Mathematicians have long searched for an ‘einstein’ shape – not referring to the physicist Albert Einstein, but from the German ‘one stone’ – that can cover an infinite surface in a pattern that does not repeat. The first einstein to be identified was nicknamed “the hat” and is a 13-sided polygon made up of smaller kite-like shapes merged together. By combining an infinite number of “hats” and their mirror images, an endless non-repeating array can be formed.

Only a few months after the discovery of “the hat,” another einstein tile was found. This time, the shape could be lain out in a non-repeating pattern even without the use of its mirror image. In the absence of the shape’s reflection, it was nicknamed the “vampire einstein.” When mathematicians guessed what the first identified einsteins would look like, they had no idea they would take such simple forms.

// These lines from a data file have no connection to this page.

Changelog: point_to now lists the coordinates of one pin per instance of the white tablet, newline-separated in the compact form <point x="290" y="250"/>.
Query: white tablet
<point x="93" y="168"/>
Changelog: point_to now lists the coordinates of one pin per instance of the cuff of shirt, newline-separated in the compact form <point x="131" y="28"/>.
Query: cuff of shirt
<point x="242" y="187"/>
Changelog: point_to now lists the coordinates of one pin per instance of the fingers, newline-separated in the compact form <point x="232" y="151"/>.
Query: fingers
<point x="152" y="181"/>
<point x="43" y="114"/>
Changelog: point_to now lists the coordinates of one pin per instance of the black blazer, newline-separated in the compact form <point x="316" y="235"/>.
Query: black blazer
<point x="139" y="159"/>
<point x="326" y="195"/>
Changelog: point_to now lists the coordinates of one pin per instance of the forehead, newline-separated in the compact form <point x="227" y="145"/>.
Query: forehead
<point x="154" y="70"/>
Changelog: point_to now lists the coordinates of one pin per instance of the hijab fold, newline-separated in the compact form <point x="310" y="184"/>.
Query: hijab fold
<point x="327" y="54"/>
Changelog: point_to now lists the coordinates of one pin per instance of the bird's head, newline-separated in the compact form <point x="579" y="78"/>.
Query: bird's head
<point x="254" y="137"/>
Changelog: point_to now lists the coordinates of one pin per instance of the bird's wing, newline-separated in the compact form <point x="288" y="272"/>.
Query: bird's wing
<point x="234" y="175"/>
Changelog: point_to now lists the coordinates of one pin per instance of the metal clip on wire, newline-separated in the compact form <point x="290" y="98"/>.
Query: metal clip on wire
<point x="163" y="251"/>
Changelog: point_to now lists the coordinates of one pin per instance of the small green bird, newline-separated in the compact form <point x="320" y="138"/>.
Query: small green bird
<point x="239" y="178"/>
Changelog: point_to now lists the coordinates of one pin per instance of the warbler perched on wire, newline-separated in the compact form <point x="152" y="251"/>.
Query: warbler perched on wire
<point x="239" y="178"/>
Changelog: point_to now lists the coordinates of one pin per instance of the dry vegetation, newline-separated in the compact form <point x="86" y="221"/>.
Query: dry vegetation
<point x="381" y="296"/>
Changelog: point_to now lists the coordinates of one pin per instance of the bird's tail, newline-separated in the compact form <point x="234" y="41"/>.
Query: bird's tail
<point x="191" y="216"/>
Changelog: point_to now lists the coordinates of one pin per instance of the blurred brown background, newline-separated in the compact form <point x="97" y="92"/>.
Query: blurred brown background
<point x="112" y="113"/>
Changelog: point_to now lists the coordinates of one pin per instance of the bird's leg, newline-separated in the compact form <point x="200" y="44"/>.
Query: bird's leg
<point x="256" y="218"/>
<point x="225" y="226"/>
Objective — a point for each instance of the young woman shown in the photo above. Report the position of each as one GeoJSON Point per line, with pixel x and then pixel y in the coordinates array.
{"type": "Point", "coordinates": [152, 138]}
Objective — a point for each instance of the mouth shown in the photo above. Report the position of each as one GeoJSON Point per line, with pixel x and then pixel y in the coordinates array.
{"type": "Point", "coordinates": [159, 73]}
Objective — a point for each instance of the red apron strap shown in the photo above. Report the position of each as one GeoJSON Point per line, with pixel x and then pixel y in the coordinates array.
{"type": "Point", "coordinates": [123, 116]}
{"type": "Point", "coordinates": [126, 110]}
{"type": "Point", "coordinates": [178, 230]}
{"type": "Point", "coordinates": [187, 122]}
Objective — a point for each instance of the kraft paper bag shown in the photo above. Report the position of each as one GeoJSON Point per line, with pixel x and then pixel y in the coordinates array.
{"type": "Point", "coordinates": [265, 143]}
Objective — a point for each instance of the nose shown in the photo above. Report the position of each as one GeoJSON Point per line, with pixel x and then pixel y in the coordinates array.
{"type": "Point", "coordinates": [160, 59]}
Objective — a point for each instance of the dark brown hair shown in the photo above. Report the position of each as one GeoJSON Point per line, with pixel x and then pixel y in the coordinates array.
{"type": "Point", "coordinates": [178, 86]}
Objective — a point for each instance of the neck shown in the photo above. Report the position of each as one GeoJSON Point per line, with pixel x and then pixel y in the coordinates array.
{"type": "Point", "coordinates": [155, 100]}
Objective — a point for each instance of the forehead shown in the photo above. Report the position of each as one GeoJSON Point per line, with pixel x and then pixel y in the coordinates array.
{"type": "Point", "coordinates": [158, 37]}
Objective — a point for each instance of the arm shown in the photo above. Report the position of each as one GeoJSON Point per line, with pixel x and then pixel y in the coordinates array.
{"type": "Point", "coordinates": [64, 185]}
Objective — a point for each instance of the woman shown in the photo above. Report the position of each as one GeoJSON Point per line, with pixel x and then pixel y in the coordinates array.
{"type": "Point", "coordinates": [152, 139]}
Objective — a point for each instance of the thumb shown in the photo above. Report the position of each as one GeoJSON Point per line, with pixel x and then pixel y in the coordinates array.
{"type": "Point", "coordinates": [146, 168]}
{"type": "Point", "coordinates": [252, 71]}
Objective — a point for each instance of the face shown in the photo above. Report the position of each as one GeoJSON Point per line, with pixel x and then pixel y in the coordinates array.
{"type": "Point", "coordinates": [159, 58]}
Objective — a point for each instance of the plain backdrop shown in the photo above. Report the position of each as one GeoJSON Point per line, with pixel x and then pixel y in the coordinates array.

What does this mean for the real world? Knowing that simple shapes could be aperiodic (non-repeating) could have major implications for materials science, a field of engineering that identifies materials used for construction and manufacturing. Chemist Daniel Schectman was awarded the Nobel Prize for his 1982 discovery of quasicrystals: crystals whose atoms are packed in a non-repeating pattern. The non-repeating nature of quasicrystals makes them extremely strong but also poor conductors of heat. They have since been used in blends of steel for making surgical instruments and are being considered as insulators in engines. Time will tell how the discovery of einstein shapes may affect material science in the future.